Poi ci sono loro, le canzoni di Raffaella Carrà che accompagnano e raccontano la trama in un’operazione che ricalca da vicino l’arcinoto musical Mamma mia! uscito nel 2008, almeno nelle intenzioni. Una trama decisamente esigua e puntellata da cliché (il colpo di fulmine fra due persone che si scontrano, gli italiani perennemente in Vespa) e dialoghi imbarazzanti. Basti pensare a una frase come «non hai la testa piena di porcellate. Sei praticamente un pretino innocente senza tonaca», che il censore della televisione di stato spagnola rivolge a suo figlio; oppure all’italiano, smargiasso e ovviamente munito di Vespa (lo abbiamo già detto?) che all’amica della protagonista chiede se vuole vedere la sua torre pendente.
Le canzoni, si diceva. Accanto alle hit come Tuca tuca, Tanti auguri e il pezzo che dà il titolo al film troviamo canzoni come Male (che sarebbe stato un titolo decisamente più azzeccato), che accompagna la prima esibizione della protagonista col corpo di ballo della televisione.
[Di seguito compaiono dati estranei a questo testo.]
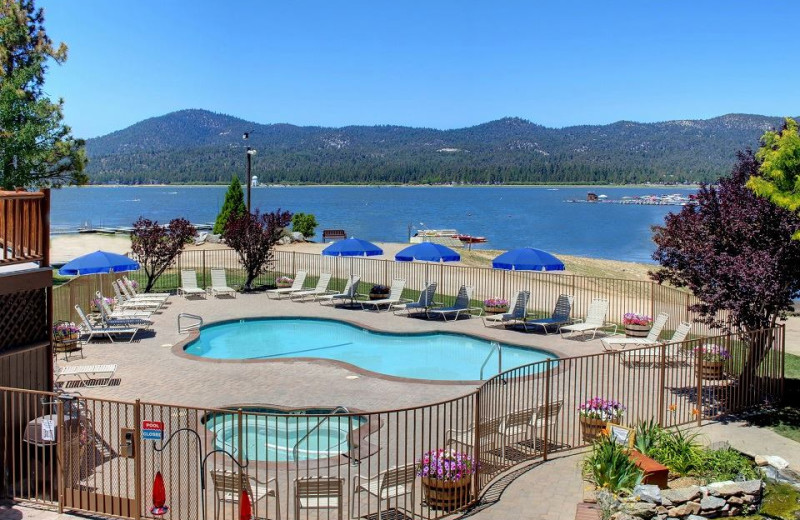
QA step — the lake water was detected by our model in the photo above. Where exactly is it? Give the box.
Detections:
[51,186,696,262]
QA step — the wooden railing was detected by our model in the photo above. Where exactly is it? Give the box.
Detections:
[0,190,50,266]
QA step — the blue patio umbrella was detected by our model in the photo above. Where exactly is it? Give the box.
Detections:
[58,251,139,276]
[322,238,383,256]
[492,247,564,271]
[394,242,461,262]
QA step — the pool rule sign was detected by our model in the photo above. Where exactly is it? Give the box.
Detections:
[142,421,164,441]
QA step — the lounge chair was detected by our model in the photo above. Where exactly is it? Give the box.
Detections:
[75,305,139,343]
[350,463,417,518]
[53,365,117,386]
[206,269,236,298]
[117,276,172,300]
[389,282,437,316]
[267,271,308,299]
[620,321,692,368]
[294,476,344,520]
[425,285,483,321]
[600,312,669,350]
[317,274,361,305]
[483,291,531,327]
[522,294,575,334]
[558,298,617,339]
[111,280,165,311]
[289,273,331,301]
[211,469,281,520]
[360,278,406,311]
[178,269,206,298]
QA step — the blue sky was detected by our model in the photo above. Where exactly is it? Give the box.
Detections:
[42,0,800,137]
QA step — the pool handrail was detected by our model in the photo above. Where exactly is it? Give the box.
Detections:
[292,405,350,462]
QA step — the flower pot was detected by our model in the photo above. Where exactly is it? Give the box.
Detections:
[580,415,619,443]
[422,475,472,511]
[700,361,725,379]
[625,323,652,338]
[483,305,508,314]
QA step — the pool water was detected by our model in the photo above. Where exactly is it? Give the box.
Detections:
[205,408,367,461]
[185,318,557,381]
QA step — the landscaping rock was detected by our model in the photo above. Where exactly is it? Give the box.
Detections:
[661,486,700,504]
[633,484,661,504]
[700,496,727,511]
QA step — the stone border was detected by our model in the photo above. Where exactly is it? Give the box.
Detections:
[170,316,564,386]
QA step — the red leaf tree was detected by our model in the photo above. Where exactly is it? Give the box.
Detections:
[222,209,292,290]
[131,217,196,292]
[650,150,800,384]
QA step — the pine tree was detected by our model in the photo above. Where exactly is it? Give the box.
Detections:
[214,175,247,235]
[0,0,88,189]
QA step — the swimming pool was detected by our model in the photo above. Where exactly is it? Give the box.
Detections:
[205,407,367,462]
[184,318,557,381]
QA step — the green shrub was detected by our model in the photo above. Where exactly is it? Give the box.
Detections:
[584,435,642,492]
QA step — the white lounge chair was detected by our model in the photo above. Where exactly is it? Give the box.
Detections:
[600,312,669,350]
[111,280,165,311]
[206,269,236,298]
[360,278,406,311]
[53,365,117,386]
[317,274,361,305]
[483,291,531,327]
[289,273,331,301]
[389,282,437,316]
[75,305,139,343]
[558,298,617,339]
[267,270,308,299]
[178,269,206,298]
[350,464,417,518]
[522,294,574,334]
[122,275,172,300]
[425,285,483,321]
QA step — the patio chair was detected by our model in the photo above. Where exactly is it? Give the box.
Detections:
[289,273,331,301]
[360,278,406,311]
[317,274,361,305]
[620,321,692,368]
[425,285,483,321]
[522,294,575,335]
[267,270,308,299]
[600,312,669,351]
[206,269,236,298]
[117,275,172,300]
[111,280,165,311]
[483,291,531,327]
[350,463,417,518]
[294,476,344,520]
[558,298,617,339]
[53,365,117,386]
[389,282,438,316]
[178,269,206,298]
[211,469,281,520]
[75,305,139,343]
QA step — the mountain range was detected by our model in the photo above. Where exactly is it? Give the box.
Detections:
[86,109,782,184]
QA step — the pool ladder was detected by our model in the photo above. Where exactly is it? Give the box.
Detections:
[178,312,203,334]
[292,406,350,462]
[481,341,503,381]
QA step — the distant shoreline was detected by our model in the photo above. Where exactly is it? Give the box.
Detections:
[61,183,700,190]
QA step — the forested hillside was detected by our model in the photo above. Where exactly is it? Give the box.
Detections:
[86,110,782,184]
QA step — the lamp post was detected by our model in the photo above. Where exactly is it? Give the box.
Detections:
[242,132,256,213]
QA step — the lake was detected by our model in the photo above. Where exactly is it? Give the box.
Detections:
[51,186,696,262]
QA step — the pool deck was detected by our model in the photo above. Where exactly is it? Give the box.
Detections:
[62,294,602,411]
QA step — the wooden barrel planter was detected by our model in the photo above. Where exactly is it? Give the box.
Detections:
[700,361,725,379]
[422,475,472,511]
[625,323,652,338]
[580,415,619,442]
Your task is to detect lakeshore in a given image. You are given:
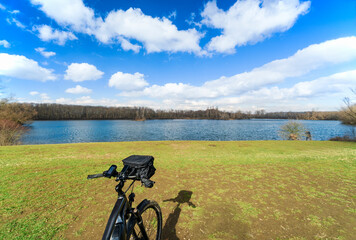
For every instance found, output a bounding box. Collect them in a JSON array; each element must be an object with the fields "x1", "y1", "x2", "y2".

Un’esibizione che, pur essendo al livello di una recita delle medie, lascia tutti i presenti di stucco e apre alla protagonista le porte del successo.
Da citare assolutamente anche Luca, pezzo che vedeva la Carrà innamorata persa di un ragazzo gay (se qualcuno sa perché nel mondo della canzone italiana se ti chiami Luca sei o sei stato gay ce lo faccia sapere). Luca, proprio come il testo racconta, vede la migliore amica di María scoprire che il vichingo del nord di cui era innamorata «ama il manzo», per dirla con le sue parole. Che poi poteva anche arrivarci prima; la prima volta che s’incontrano si scatena cantando e ballando una canzone di Raffaella Carrà.
La chiusura del film è affidata a Fiesta, e la scena è un po’ la summa di tutto ciò che c’è di sbagliato in Ballo ballo: cliché a non finire, buonismo, accozzaglia di colori, gente che balla male, i soliti italiani baffuti e le loro cazzo di vespe e soprattutto una Roma ricostruita approssimativamente al computer in cui compare anche una Raffaella Carrà di cui è possibile vedere i contorni.
Per scrupolo e per autolesionismo ho guardato il film anche in lingua originale (originalmente intitolato Explota explota, cioé “esplode esplode”). Devo dire che mi è parso migliore, ma la cosa credo che dipenda dal fatto che non parlo lo spagnolo e quantomeno non ho capito quello che dicevano gli attori.
Amiamo e abbiamo sempre amato Raffaella Carrà, ma Ballo ballo è indifendibile sotto ogni punto di vista; l’immensa grandezza di Raffa meritava molto più di questo raffazzonato tentativo di tributo.